Le « vog », provoqué par le dioxyde de soufre (SO2) émis par le Kilauea, est un problème fréquent, en particulier depuis l’ouverture de la bouche active dans le cratère de l’Halema’uma’u en 2008. On a alors enregistré une augmentation spectaculaire de la quantité de SO2 et d’autres gaz libérés par le volcan, ainsi que les effets néfastes du « vog » sur l’île. Les émissions de gaz ont légèrement diminué par rapport au début de l’éruption sommitale en 2008, mais le « vog » reste un problème pour les zones habitées, avec des conséquences sur la santé, l’agriculture et les infrastructures.

De mai à septembre, les alizés soufflent de 80 à 95% du temps, mais d’octobre à avril, la fréquence passe de 50 à 80%. Lorsque ces vents sont absents, les zones touchées par le « vog » couvrent la partie orientale de la Grande Ile, voire l’île toute entière, et même parfois l’ensemble de l’État d’Hawaii.
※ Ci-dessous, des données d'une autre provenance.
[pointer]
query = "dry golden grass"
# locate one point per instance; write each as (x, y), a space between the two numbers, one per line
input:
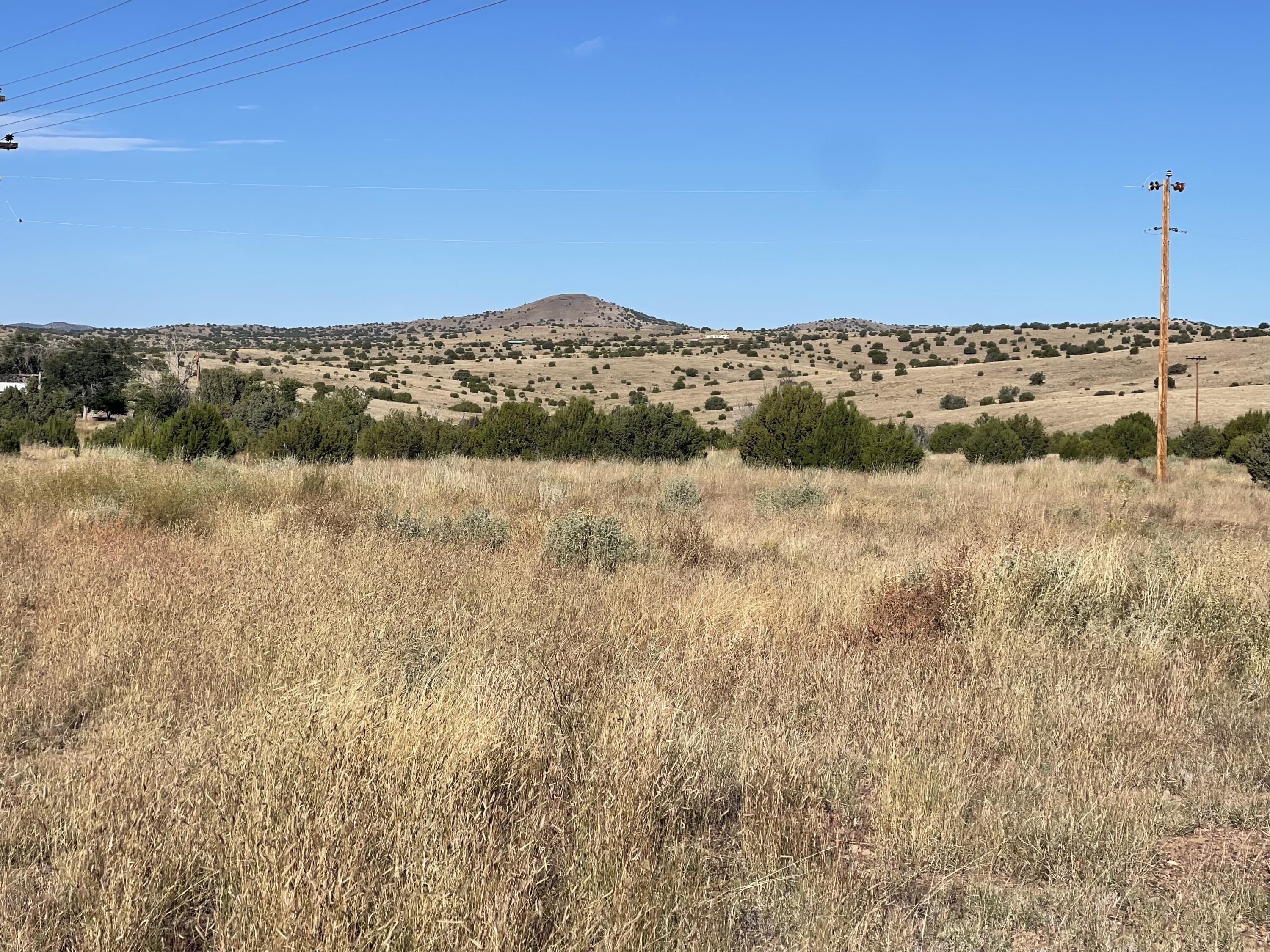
(1010, 707)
Afin de mieux gérer le « vog » cet hiver, de nouvelles ressources sont disponibles pour permettre à la population de se familiariser avec le brouillard, et de minimiser son impact. Un nouveau site Internet intitulé “Hawaii Interagency Vog Information Dashboard” fournit les premières informations sur le « vog ». Les sujets abordés incluent les prévisions concernant ce brouillard, ses concentrations en temps réel, les effets sur la santé, les impacts environnementaux et comment les gens peuvent se protéger. On trouve aussi sur le site des liens vers des publications scientifiques.

Le site oriente également les utilisateurs vers de nouveaux produits d’information sur le « vog ». On trouve, entre autres, un « booklet of frequently asked questions » (livret de questions fréquemment posées), une brochure et une affiche sur la protection contre le « vog » qui sont disponibles en ligne et qui peuvent être consultées ou téléchargées. Des exemplaires imprimés sont disponibles auprès des services de santé. Ils sont également distribués dans les bibliothèques et les écoles de la Grande Ile.
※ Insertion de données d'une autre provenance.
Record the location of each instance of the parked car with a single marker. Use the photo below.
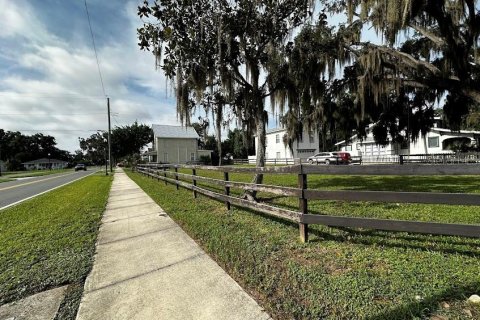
(80, 166)
(339, 157)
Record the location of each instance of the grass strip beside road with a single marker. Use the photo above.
(49, 241)
(341, 273)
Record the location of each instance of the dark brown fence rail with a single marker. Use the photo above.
(169, 174)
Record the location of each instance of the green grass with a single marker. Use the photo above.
(49, 241)
(340, 273)
(33, 173)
Les services sanitaires hawaiiens diffusent une rubrique intitulée “Hawaii ShortTerm SO2 Advisory”  qui fournit en temps réel des données sur le niveau de SO2, ce qui est extrêmement utile pour les zones proches du Kilauea. Pour les habitants de la partie ouest d’Hawaii (région de Kona en particulier), les informations sur les particules sont disponibles via l’onglet “AirNow particle data” du site Internet mentionné précédemment.

Source: USGS / HVO.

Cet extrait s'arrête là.